Estamos à procura de novas formas de aprendizagem. Queremos chegar às crianças e esta é a melhor forma de o conseguir. Este ano criámos, por exemplo, oito turmas com um projecto inovador e integrado, que se denomina ensino cooperativo. É uma forma de as crianças se tornarem agentes activos do seu próprio ensino.

Joaquina Madeira: "Não pode voltar a acontecer algo de semelhante"

Sou capaz de assegurar que a Casa Pia é das instituições mais bem preparadas para lidar com este tipo de temas", diz Joaquina Madeira, antiga presidente da direcção da Casa Pia de Lisboa, garantindo que as medidas adoptadas nos últimos anos representam avanços e permitem uma capacidade superior de prevenção e resposta. "Depois daquela crise, que nos atingiu de uma forma tão traumática, tivemos de nos organizar. Não pode voltar a acontecer algo semelhante."

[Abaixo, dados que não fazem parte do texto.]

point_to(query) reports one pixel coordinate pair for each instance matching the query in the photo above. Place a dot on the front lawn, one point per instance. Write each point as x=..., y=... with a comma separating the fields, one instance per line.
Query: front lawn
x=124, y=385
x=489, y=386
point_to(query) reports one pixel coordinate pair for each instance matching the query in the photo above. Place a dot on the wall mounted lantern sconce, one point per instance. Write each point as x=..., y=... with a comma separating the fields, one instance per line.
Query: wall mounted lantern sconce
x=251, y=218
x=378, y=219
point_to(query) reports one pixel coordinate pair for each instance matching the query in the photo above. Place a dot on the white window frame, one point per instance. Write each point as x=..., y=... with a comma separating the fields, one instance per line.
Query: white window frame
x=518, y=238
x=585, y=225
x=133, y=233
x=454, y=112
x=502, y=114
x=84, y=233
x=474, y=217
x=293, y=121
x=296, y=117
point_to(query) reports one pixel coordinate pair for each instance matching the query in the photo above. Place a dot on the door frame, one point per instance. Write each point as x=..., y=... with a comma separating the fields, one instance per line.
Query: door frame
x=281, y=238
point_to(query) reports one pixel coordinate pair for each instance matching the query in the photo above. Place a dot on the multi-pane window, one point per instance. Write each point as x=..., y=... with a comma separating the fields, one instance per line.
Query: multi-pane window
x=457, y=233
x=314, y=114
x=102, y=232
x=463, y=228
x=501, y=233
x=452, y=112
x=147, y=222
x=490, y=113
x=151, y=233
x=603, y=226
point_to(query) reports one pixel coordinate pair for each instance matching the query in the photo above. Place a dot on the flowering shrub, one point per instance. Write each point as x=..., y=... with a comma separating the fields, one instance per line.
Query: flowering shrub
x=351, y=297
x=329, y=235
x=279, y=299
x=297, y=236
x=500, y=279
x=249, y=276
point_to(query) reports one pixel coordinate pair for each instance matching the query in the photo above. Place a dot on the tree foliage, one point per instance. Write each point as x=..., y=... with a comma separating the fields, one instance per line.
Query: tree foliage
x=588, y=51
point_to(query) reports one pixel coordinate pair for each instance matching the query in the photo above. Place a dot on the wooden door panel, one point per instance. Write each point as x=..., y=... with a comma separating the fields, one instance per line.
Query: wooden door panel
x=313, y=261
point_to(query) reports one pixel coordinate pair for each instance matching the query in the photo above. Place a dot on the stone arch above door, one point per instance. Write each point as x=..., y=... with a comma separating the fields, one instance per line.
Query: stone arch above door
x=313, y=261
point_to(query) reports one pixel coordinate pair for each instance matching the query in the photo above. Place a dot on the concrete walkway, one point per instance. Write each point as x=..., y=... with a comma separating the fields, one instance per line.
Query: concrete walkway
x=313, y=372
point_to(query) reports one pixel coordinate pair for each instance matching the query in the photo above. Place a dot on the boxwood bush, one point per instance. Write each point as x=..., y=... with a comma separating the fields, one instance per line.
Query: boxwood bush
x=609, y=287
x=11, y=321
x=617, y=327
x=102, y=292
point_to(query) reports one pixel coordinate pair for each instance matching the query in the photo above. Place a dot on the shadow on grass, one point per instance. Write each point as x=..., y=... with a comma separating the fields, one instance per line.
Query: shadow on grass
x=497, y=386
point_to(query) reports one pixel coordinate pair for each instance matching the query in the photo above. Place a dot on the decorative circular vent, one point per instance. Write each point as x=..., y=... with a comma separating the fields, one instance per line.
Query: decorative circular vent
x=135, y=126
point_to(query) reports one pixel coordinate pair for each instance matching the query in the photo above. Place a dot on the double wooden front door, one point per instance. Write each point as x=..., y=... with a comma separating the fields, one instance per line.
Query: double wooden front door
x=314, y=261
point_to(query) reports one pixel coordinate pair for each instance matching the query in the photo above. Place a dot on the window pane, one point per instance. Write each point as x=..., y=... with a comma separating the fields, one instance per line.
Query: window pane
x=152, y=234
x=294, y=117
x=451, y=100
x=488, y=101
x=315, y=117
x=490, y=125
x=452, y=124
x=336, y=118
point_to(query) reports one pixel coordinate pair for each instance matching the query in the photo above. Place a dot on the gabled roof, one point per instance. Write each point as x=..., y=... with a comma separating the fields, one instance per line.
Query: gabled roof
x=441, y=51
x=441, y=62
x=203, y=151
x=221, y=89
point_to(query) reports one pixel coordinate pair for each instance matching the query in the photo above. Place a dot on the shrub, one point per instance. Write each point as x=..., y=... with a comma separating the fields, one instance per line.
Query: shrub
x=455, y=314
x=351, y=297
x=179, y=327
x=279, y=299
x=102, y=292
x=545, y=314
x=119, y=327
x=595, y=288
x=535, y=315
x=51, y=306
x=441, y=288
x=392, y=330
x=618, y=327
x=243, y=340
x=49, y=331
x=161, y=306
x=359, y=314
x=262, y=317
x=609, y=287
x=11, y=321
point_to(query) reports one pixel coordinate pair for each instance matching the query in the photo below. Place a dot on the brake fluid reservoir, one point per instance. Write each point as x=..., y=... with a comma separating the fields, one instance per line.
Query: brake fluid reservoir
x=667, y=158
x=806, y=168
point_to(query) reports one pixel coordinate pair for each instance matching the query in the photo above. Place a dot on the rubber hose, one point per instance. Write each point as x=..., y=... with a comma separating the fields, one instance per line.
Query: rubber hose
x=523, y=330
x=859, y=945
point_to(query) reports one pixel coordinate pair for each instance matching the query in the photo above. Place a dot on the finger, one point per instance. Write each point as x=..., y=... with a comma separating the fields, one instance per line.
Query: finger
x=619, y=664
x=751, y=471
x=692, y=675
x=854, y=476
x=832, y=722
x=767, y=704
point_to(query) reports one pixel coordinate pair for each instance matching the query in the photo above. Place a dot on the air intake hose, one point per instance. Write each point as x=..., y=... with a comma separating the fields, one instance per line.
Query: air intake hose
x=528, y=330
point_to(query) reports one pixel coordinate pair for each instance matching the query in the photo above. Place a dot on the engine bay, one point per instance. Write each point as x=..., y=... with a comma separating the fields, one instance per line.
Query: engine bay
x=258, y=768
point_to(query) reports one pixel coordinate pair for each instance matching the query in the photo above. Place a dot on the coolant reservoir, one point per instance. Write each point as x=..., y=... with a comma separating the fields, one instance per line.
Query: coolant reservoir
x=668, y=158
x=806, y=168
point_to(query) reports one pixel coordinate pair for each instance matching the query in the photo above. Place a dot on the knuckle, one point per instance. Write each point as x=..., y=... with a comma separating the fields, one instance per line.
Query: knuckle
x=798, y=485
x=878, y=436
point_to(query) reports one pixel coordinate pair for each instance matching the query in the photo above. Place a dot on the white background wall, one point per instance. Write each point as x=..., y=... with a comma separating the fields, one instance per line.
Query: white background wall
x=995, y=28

A redução do número de crianças jovens na instituição, actualmente cerca de 210 alunos internos (face aos 654 de 2002), a formação dos educadores e os novos projectos permitem um "maior acompanhamento aos estudantes".

"Quando me perguntam: então mas não há abusos na Casa Pia? O que eu digo é que trabalhei para não haver!", garante a antiga presidente da instituição, frisando o trabalho realizado nos últimos anos, assim como os resultados do mesmo. Neste momento existe uma "maior preparação para a prevenção, controlo e, se necessário, intervenção", sublinha.

A acção continuará a seguir o trilho traçado, uma vez que se trata de um projecto continuado. "Foi definido um novo modelo, estão-se a organizar e realizar processos de qualidade e será preciso mais um ou dois anos para se consolidar", presume.